New Media Initiatives Blog

Technology at the Walker Art Center

Part of: blogs.walkerart.org

 
by Nate Solas at 10:03 am 2008-04-16
Filed under:

Some great conversation happening in the comments of my writeup of the Search session at MW2008, and it made me remember something I wanted to bring up at the conference but forgot. Namely, the concept of “master metadata”, or the idea that there’s one authoritative version of the metadata describing an object.

This came up for me in the session the MFA and MIT did on sharing their data for a new subsite: they mentioned the data was being “augmented” on the final site, and that someday they’d be interested in getting this extra information back into their main repository.

The problem’s immediately obvious: with all of the proposed sharing and opening up of our data, presumably to allow others to weigh in on it and add their voice, there are often situations where institutions would like to have some of this new data. For instance, we’re building a new version of ArtsConnectEd and intend to allow museum educators to variously tag, comment on, and draw relationships between objects. This will almost certainly be “good data”, stuff that would be valuable to integrate in our internal collection database.

The question is, how? Once your data is available for sharing, and someone actually builds something good with it and enhances it, is there a way to get that new data back into the source?
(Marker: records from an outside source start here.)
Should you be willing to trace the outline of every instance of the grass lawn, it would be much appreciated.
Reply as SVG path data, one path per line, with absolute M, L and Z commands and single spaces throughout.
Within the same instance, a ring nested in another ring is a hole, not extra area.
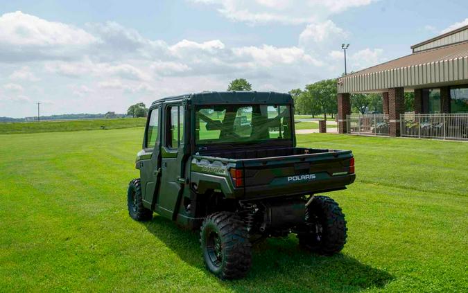
M 297 130 L 316 130 L 318 129 L 318 122 L 299 122 L 294 123 L 294 127 Z
M 205 269 L 197 232 L 128 217 L 142 134 L 0 135 L 0 292 L 468 290 L 468 143 L 299 135 L 355 154 L 356 183 L 329 194 L 347 215 L 343 254 L 269 239 L 245 279 L 223 282 Z
M 66 132 L 77 130 L 113 130 L 144 126 L 146 118 L 89 119 L 60 121 L 1 123 L 0 134 Z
Is there / should there be a way to tag metadata as “original source” or “augmented”? Should we be asking anyone harvesting our data to push back their changes for us to audit and possibly include?

Anyone solved this? Seb, are you getting info back from Flickr Commons you can then add to your internal database? Phil / Jenna, any thoughts on how to get that extra data back?

 

8 Comments

  1. Hi,

    You are on the right track, as far as I can tell. We need to plan for the handling of non-authoritative “categories” of meta data. I think we all agree on the potential for tags, comments, and other user-contributed data to add value - bolstering folksonomy, adding to scholarship, helping to create meaning, etc. But, I have not done the work of planng for the handling of this. This time constraint also keeps us from doing the important work of creating our own thesaurus, lexicon, or semantic framework - the kind of foundational requirement for using delphi you elude to.

    I’ll admit to hoping we will work together to build these blocks. I feel that such things are finally emerging as useful results of so many ongoing projects. Also, we need to pay close attention to the methods and tools that the big players, like Flickr, Yahoo!, Google, etc.

    more later, but very cool thread, thanx,

    - Phil

    Comment by Phil Getchell — 4/16/2008 @ 10:41 am

  2. You probably need three labels for tags - institutional, user-generated, and machine-generated (for things like OpenCalais).

    There’s some work in the UK on this, I’ll try and track down a reference. Also, I’m sure I read that London’s Transport Museum are going to incorporate user-generated content back into their collections management system but I can’t find it again.

    Comment by Mia — 4/16/2008 @ 1:19 pm

  3. Hey Nate

    I’m not sure why we need to be concerned with the ‘right’ metadata. Surely ‘right’ is just a matter of who the user is - and now that we’ve moved defiantly away from JUST catering for scholarly users there are a lot of different categories of ‘right’.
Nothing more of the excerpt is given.